Pure Nature, Antiquity, Postmodernity January 21, 2014

Milbank argues in Beyond Secular Order: The Representation of Being and the Representation of the People that “antiquity by and large knew of no ‘pure nature’,

but already referred the natural to the supernatural, albeit this was too
confined to intra-cosmic terms. Thus, as Eric Voegelin intimated, any
notion (even those sometimes entertained by the high Middle Ages
themselves) that Christian revelation simply ‘added’ the supernatural
to a ‘nature’ known to the pagans is historically too simple.”

This has implications for the way modernity has used the concept of “nature”: “the ‘nature’ to which modern secularists appeal is
a post-Christian phenomenon of dubious stature outside a Christian
framework. For even if neo-scholastic theology falsely proclaimed the
autonomy of a natural end, the self-contained coherence and the validity
of this end still only made sense as something ordained by God.”

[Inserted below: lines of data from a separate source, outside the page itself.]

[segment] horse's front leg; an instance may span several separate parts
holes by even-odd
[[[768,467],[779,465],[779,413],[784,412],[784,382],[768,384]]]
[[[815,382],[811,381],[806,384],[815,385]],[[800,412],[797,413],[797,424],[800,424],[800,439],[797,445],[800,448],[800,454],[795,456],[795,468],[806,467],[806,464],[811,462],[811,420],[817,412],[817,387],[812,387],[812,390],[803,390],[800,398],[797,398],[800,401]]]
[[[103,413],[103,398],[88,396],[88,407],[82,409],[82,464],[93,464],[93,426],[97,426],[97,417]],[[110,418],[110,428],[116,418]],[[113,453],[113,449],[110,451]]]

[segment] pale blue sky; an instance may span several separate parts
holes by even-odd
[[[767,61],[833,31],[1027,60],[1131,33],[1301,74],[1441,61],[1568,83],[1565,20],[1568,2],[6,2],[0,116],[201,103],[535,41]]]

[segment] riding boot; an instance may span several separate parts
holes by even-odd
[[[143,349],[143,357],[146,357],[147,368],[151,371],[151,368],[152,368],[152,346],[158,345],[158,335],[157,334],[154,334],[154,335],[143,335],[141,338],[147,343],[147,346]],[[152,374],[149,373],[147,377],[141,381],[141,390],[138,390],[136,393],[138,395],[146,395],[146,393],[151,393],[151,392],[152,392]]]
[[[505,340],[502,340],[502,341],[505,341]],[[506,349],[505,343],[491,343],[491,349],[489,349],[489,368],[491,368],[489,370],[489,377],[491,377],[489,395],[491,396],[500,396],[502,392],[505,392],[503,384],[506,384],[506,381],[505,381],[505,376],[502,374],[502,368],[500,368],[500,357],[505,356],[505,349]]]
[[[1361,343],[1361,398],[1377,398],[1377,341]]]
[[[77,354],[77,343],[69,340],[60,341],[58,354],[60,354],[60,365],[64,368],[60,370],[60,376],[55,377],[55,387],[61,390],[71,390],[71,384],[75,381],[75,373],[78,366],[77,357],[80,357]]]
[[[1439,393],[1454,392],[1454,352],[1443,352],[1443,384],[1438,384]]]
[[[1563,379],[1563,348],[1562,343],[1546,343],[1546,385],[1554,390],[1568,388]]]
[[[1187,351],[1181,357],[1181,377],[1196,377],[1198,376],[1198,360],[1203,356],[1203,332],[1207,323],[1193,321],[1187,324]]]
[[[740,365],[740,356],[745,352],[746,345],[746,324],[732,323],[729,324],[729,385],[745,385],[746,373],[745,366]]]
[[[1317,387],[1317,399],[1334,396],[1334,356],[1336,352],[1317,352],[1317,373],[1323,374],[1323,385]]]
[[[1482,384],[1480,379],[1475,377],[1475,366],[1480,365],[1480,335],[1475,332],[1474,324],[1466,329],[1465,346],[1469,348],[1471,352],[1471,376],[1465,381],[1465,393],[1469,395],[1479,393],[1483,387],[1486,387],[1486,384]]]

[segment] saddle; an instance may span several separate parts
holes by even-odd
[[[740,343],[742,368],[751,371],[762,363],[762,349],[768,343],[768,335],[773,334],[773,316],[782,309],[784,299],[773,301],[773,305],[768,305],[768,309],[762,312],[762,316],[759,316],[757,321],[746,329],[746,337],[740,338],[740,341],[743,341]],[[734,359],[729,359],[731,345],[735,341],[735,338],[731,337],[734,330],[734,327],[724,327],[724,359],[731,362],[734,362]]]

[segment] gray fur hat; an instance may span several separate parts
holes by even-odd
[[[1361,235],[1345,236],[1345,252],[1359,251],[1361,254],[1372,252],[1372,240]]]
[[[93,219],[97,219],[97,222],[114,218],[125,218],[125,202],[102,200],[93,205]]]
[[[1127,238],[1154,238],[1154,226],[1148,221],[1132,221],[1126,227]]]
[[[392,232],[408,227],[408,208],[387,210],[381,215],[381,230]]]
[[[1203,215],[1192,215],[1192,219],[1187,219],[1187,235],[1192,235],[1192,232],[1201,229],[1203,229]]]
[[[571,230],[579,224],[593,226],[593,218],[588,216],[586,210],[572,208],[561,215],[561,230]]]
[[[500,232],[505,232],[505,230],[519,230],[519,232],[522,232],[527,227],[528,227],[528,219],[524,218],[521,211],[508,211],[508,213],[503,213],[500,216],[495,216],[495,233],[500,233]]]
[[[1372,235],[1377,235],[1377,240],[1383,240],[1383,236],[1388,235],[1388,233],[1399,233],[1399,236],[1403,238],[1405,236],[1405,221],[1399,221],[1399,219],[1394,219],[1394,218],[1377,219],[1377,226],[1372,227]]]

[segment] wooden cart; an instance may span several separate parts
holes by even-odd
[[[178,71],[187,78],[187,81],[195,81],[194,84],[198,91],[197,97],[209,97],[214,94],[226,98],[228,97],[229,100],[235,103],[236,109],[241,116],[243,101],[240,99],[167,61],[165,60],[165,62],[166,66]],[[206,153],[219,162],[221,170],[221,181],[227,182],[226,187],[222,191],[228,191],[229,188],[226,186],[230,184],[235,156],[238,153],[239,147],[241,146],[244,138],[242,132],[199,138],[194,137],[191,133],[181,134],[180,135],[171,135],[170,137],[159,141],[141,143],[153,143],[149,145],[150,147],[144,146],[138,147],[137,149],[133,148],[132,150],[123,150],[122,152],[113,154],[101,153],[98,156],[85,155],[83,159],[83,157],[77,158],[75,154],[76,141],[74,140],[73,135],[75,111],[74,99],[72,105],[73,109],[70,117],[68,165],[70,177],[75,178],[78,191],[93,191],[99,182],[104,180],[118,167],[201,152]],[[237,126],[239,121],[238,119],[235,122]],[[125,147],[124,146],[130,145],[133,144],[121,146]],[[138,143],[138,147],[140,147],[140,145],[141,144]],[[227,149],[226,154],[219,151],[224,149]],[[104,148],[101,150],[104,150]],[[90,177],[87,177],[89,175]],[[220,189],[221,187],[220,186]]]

What this finally exposes is that modernity’s use of the concept of “nature” is already postmodern: “In purely
secular terms there really can be no such regulated or self-regulating
nature – only the randomness and contingency of matter and force. In
this sense there is no ‘modern’ that one might care to defend, since it
has always already been the ‘postmodern’ and always been prepared to
accept, with Nietzsche, that without nature one might after all envisage
matter as guided by a daddy supernatural, neo-pagan vitality” (6).